Oh, will the torture of the perennially tumbling Lake Resources N.L. (ASX: LKE) share price ever end?
The ASX lithium share hit a new 52-week low of 26 cents on Friday, down 4.7% at the time of writing and down more than 80% since this death roll began in August 2022.
And yet… is there hope on the horizon?
Why else would the pro traders be closing their short positions on Lake Resources shares?
Short positions 17% lower in a fortnight
The latest short position report from the Australian Securities and Investments Commission (ASIC) reveals 6.39% of Lake Resources shares are shorted.
Shorting is a trading strategy generally only available to the pro traders. It allows them to place a bet that a share price is going to fall.
The thing is, only two weeks ago, 7.7% of Lake Resources shares were shorted. That was enough to put Lake Resources among the top 10 most-shorted ASX shares.
So there's been a change in a short space of time here.
Short positions on the Lake Resources share price have reduced by 17% in just a fortnight. And the company is no longer in the top 10.
Does this mean anything?
One conclusion we may be able to draw is that some pro traders feel Lake Resources shares have fallen as far as they're going to fall, so they're closing their short positions.
If that's true, it doesn't necessarily mean they think the share price is about to go up, by the way.
But right now, Lake Resources investors probably see any sort of pause in the blood-letting as a win.
For the sake of comparison, if we look back a year ago when the Lake Resources share price was around 75 cents, the short position was 9.24%.
So, today's short position of 6.39% is an improvement but it's still high compared to the 499 other stocks in the S&P/ASX All Ordinaries Index (ASX: XAO).

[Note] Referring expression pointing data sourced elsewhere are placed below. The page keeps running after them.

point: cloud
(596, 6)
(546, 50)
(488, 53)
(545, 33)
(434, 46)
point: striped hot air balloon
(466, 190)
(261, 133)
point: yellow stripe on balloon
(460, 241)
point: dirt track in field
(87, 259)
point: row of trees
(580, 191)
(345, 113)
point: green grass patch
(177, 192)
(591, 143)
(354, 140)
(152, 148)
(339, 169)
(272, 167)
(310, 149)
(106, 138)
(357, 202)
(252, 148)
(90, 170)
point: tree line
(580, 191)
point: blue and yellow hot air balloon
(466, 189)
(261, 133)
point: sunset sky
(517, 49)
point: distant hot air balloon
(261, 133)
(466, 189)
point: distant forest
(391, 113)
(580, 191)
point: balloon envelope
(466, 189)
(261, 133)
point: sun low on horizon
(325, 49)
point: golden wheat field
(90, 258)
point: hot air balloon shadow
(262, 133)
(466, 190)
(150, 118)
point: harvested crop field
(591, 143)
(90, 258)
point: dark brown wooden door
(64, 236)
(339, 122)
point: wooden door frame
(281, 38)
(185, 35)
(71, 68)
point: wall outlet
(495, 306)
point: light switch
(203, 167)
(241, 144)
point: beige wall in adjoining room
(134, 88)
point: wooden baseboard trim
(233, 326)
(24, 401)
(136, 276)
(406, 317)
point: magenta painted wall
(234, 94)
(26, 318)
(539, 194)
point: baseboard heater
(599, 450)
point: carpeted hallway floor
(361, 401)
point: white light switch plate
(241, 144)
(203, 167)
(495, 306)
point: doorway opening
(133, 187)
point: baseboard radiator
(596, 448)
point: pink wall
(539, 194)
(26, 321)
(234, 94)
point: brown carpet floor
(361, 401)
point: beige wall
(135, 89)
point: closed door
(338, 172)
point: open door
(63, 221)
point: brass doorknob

What's dragged the Lake Resources share price to a new low?
Well, June was a month to forget for Lake Resources shareholders with a 40% decline in the share price.
As my Fool colleague James reported, the news that prompted June's cliff fall was a bitterly disappointing update on the Kachi lithium project in Argentina.
Lake Resources revealed it now expects to deliver lithium carbonate production of 25,000tpa in 2027.
This compares to its previous plan of delivering 50,000tpa of lithium carbonate production by next year.
So, that's half the previous production plan, and it's going to be three years late.
It's bitterly disappointing because back in April the company issued a statement saying Kachi was "now on track to move from its pilot phase into commercial-scale development".
But it gets worse.
Production is also going to cost significantly more.
Management now estimates that its phase one plan has a capital cost of US$1.1 billion to US$1.5 billion with a run rate operating cost of US$4.70 to US$7.10 per kilogram.
Whereas the company's pre-feasibility study results for 25,500tpa had a capex of US$544 million and lower costs per kilogram.